Toolhub/Data model/Research and design

From Meta, a Wikimedia project coordination wiki

Design principles[edit]

Minimum viable set of attributes:

  • The taxonomy should be "just enough" to cover the tools that exist. It should not cover concepts in great detail if the corpus of tools doesn't merit it.
  • The taxonomy should not cover attributes that don't require human curation of the attribute values. Information that can be automatically extracted, or which cannot be controlled/curated, is not appropriate for inclusion in the taxonomy, though in many cases it should still be available for cataloging tools or filtering them in the UI.
  • The taxonomy should not cover concepts already included in the toolinfo.json schema, and for which data has already been populated. "Tool type" is the prime example here.

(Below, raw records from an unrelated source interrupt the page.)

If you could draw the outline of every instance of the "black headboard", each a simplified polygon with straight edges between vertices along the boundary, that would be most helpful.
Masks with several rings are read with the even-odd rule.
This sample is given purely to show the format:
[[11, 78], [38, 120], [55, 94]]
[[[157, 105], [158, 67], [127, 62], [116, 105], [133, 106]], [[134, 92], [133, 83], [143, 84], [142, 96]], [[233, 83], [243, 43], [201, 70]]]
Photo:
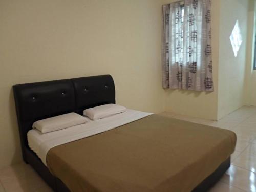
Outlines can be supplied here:
[[13, 86], [23, 158], [27, 134], [37, 120], [85, 109], [115, 103], [110, 75]]

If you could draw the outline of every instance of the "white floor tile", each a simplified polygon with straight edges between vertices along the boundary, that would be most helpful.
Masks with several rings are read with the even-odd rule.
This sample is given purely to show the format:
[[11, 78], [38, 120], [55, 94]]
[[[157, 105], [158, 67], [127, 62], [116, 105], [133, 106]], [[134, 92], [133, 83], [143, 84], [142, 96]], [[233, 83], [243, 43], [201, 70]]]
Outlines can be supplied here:
[[246, 191], [255, 192], [255, 179], [254, 173], [231, 165], [221, 181]]
[[209, 192], [244, 192], [244, 190], [229, 185], [228, 184], [219, 182], [217, 183]]

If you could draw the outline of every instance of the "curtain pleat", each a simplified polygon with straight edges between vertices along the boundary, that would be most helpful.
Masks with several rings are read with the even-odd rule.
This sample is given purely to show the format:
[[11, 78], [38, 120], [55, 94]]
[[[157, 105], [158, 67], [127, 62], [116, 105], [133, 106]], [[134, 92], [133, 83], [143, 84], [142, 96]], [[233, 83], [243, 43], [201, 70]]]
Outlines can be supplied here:
[[163, 6], [164, 88], [214, 91], [210, 0], [185, 0]]

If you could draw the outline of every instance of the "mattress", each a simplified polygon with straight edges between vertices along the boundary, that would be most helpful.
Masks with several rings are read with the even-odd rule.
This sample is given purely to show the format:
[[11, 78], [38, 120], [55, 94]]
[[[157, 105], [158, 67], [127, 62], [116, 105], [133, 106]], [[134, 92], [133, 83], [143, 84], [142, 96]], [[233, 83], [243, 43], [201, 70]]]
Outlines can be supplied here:
[[236, 143], [232, 131], [153, 114], [52, 147], [46, 159], [72, 191], [188, 192]]
[[151, 114], [152, 113], [127, 109], [123, 113], [97, 120], [91, 120], [87, 117], [85, 124], [49, 133], [42, 134], [34, 129], [28, 132], [28, 145], [47, 166], [47, 154], [49, 150], [56, 146], [96, 135]]

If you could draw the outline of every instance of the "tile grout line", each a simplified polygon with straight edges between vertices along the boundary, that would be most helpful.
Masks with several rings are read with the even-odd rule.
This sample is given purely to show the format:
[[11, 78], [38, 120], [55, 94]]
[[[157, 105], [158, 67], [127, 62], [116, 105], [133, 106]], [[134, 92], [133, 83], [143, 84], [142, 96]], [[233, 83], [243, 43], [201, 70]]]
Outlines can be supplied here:
[[[234, 158], [234, 159], [233, 159], [233, 161], [232, 161], [232, 162], [234, 162], [234, 160], [235, 160], [236, 159], [237, 159], [237, 158], [241, 155], [241, 154], [242, 154], [242, 153], [243, 153], [244, 151], [245, 151], [245, 150], [246, 150], [246, 149], [248, 147], [249, 147], [249, 145], [251, 145], [251, 143], [250, 143], [250, 142], [249, 142], [245, 141], [244, 141], [246, 142], [247, 142], [247, 143], [249, 143], [249, 144], [247, 146], [246, 146], [245, 147], [245, 148], [244, 148], [244, 150], [242, 150], [241, 152], [239, 152], [239, 155], [238, 155], [238, 156], [237, 156], [235, 158]], [[231, 162], [231, 164], [232, 164], [232, 162]]]

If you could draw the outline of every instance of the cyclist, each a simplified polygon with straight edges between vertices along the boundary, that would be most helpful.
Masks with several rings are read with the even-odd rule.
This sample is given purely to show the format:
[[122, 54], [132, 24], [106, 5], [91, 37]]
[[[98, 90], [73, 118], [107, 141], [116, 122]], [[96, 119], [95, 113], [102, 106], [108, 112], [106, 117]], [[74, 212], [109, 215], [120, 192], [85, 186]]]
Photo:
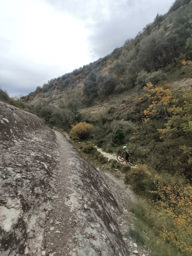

Useful attributes only: The taxonomy should not include attributes simply because we *could* model them. The attributes should align with the personas and goals documented in Toolhub use cases. For attributes that we intend to include in the Toolhub browsing UI, there's a limited amount of screen real estate to use. Too many attributes reduces the utility of the browsing UI, and may not display well on small screens. Similarly, attribute values should not exist for concepts that only apply to a small set of tools. For example, attribute values like "photo contests" or "new page patrolling" are too specific to be useful – there are not more than 5 tools that would fit each of those classifications. (Those examples would be valuable as free-text annotations or tags, not as controlled terms).

Modular, atomic concepts: Attributes and their values must not combine multiple facets of a tool into one concept. This is the main area in which v2 of the taxonomy differs from v1. The initially-proposed "use case" attribute combines concepts like "audience" and "task" into one attribute. The principle of "one attribute per concept" ensures that attributes are mutually exclusive, and that attribute values are of the same type (this is sometimes called "level homogeneity"). Meanwhile, this approach still supports complex concepts through combination of multiple attributes (compositionality).

No
"Media upload" combines the content type ("media") and the action a tool might apply to that object ("upload").
Yes

"Content Type": values like "Media", "Data", "Text", "Links", "Diffs"

"Task": values like "Upload", "Patrol", "Delete", "Rank", "Analyze"
No

Developers

  • APIs
  • Coding environments
  • Data services
  • ...

Consumers

  • Reading
  • Data and metrics
  • Visualization and remixing
  • Large-scale content analysis
  • ...
Yes

"Audience": values like "Developers", "Consumers"

"Tool type": values like "APIs", "Coding environments"

"Task": values like "Reading", "Visualization", "Content analysis"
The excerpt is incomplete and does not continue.